Overview render of the electric motorcycle

Follow the work in the build log, or dig into the documentation to see how each subsystem is designed.

The permanent magnet synchronous motor

The central component is a brushless permanent magnet synchronous motor (PMSM) in an 8-pole, 48-slot configuration. The rotor is 108 mm wide and 100 mm in diameter, fitted with neodymium magnets. The housing is aluminium with cooling fins, and the magnetic core is built from 29-gauge electrical steel laminations.

The inverter

The inverter is the brain of the system.

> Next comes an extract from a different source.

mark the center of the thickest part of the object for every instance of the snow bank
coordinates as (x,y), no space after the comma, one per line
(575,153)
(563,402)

It converts the battery’s direct current into sinusoidal alternating current in the motor windings, controlling amplitude, frequency and phase relative to the rotor position so that the stator’s rotating magnetic field interacts with the rotor’s permanent magnets.

The battery pack

Energy is stored in 96 lithium iron phosphate (LiFePO₄) cells in the 33140 form factor (33 mm diameter, 140 mm height). The pack is wired 48s4p — 48 in series, 4 in parallel — for 154 V nominal. Each cell can discharge 75 A, giving a maximum pack output of 300 A.

The junction box

The junction box sits between the battery and the inverter and houses the protective components: the main contactor, the fuse and the pre-charge resistor.

The steel trellis frame

The chassis is a welded steel-tube trellis frame, chosen for its simplicity to build and its cost-effectiveness in small-scale manufacturing.